Bozcaada’nın küçük bir yer olduğunu ve esas olarak bağcılık kültürü ile öne çıktığını belirten Bozcaada Belediye Başkanı Yahya Göztepe, adada yaklaşık 3 bin yıllık bir bağcılık geçmişi bulunduğunu söyledi. Adadaki zeytin alanlarının ise çiçeklenme döneminde etkili olan güçlü poyraz rüzgârı nedeniyle ideal durumda olmadığını ifade eden Göztepe, “Toplamda bin 700 dönüm zeytinimiz var. Bunun ortalama 250 dönümü yağlık, 300 dönümü ise sofralık türden. Biz de altıncı kez zeytin festivalimizi düzenledik. Mustafa Kemal Atatürk’ün bizzat talimatıyla 1939’da yürürlüğe giren Zeytin Yasası, 2003 yılından bu yana sürekli değiştirilmek istendi. En son 2025 Ekim ayında yapılan madencilik ve enerji ile kamulaştırma kolaylığı sağlayan düzenleme büyük bir tehdit. Bence zeytinciliğin adeta idam fermanı. Bu süreçte belediye başkanlıkları zaten ayrı bir baskı altında. Böyle zamanlarda tek yapabileceğimiz şey, büyüğümüz ve küçüğümüzle hep beraber olmak” değerlendirmesinde bulundu.

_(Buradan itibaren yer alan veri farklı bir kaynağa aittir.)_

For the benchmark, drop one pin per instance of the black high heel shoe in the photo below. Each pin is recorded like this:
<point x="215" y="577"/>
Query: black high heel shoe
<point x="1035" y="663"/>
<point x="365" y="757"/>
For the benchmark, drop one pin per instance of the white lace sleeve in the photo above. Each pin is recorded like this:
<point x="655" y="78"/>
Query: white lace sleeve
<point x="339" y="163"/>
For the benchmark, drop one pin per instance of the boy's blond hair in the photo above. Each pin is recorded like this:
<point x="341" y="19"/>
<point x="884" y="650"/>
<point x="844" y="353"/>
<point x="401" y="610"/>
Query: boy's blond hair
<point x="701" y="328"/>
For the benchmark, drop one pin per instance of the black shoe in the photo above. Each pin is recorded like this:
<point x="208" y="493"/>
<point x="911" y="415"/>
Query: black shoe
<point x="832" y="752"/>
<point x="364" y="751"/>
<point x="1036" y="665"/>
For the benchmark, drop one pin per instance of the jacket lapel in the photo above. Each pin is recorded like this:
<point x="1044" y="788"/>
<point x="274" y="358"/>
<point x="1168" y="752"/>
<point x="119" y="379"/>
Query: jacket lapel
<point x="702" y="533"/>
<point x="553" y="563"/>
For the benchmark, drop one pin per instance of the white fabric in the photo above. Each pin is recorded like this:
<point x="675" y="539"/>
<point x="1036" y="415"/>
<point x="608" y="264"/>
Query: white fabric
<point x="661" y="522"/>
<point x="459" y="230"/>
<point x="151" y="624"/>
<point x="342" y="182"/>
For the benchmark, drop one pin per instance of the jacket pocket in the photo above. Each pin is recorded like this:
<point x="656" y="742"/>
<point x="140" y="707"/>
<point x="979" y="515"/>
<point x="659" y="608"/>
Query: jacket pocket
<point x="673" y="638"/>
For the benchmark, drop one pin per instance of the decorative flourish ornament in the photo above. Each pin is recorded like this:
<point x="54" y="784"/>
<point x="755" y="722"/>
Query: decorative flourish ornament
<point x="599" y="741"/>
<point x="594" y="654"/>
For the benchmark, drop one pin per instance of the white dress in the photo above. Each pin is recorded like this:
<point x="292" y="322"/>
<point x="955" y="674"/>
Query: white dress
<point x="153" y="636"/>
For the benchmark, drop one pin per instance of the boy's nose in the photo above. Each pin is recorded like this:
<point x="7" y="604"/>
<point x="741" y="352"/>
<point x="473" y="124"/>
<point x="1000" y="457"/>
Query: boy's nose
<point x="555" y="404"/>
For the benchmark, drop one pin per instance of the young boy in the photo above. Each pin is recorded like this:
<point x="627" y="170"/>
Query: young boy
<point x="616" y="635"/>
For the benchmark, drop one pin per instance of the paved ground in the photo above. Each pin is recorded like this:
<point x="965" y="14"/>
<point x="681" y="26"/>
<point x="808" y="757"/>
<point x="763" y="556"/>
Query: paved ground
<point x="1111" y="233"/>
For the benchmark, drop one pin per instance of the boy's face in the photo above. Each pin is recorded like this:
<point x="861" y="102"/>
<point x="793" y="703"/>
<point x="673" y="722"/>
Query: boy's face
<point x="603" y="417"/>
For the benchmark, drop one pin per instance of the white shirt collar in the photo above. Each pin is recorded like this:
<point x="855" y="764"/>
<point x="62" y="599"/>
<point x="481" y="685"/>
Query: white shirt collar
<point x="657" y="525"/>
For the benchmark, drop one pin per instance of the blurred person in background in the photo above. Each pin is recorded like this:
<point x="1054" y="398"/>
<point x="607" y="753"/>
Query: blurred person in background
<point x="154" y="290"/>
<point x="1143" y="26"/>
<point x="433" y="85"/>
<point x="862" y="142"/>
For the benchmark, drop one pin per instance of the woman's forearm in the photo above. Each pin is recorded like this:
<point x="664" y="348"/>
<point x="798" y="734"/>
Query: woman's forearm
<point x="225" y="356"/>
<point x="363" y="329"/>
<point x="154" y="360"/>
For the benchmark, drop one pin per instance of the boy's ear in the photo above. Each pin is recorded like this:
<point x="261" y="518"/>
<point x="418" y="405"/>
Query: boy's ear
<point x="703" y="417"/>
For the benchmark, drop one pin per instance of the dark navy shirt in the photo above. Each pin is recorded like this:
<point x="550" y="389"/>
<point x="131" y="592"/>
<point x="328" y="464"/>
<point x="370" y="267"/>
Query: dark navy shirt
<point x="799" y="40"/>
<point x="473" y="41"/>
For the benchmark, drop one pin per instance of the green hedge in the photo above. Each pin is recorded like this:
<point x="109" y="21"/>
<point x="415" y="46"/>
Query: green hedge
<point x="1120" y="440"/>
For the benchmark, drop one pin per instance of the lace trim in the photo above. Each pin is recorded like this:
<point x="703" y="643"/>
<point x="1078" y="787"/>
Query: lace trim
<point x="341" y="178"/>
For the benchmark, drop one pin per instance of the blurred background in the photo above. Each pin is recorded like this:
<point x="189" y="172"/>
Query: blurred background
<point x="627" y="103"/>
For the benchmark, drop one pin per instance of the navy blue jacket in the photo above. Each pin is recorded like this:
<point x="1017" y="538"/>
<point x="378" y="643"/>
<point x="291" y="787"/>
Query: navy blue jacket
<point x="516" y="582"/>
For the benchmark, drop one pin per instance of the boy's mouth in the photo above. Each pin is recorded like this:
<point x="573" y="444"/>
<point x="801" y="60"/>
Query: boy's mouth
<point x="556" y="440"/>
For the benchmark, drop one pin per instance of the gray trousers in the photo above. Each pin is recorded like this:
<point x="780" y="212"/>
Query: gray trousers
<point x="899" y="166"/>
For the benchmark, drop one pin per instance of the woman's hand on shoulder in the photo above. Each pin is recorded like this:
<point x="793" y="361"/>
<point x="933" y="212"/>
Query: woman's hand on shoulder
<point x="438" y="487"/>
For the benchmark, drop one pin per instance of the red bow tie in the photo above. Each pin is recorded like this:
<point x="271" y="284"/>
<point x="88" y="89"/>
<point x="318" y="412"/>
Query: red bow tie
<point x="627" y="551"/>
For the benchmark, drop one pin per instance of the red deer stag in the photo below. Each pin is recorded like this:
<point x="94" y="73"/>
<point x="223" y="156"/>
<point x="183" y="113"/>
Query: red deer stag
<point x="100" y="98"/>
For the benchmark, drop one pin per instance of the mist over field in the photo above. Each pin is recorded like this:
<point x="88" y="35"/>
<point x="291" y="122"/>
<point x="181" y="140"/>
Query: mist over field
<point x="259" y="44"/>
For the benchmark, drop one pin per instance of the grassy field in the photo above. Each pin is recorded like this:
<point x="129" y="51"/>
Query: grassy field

Balkan: Urla için Kırsal Koruma Planı hazırlıyoruz

Zeytinliklerin korunmasına yönelik hareket edilmesi gerektiğini vurgulayan Balkan, ağaçların taşınmasının verim kaybına yol açtığını belirtti. Üst ölçekli planlarda bu alanların güvence altına alınmasının önemine dikkat çeken Balkan, “1/100.000 ölçekli planların yetkisi Bakanlığa ait olsa da 1/25.000 ölçekli planlarda bölgesel korumayı sağlamak bizim elimizde. Bu amaçla Büyükşehir Belediye Başkanlığımız ve Büyükşehir Kırsal Kalkınma Dairesi ile birlikte Urla için bir Kırsal Koruma Planı hazırlıyoruz. Bu plan; tarım alanlarını, zeytinlikleri, bağları ve tüm kırsal karakteri koruma altına alacak. Zeytincilik Yasası’nın esnetilebileceği, kamu yararı kararıyla bazı boşlukların kullanılabileceği durumlarda biz de kendi planlama gücümüzle bu bölgeyi koruyacağız. Tahminimiz, bu Kırsal Koruma Planı’nın yaklaşık bir yıl içinde tamamlanması ve hayata geçmesi yönünde. Bu plan 25 bin ölçekli yapısıyla Urla’nın geleceğini korumada en güçlü savunmamız olacak” açıklamasında bulundu.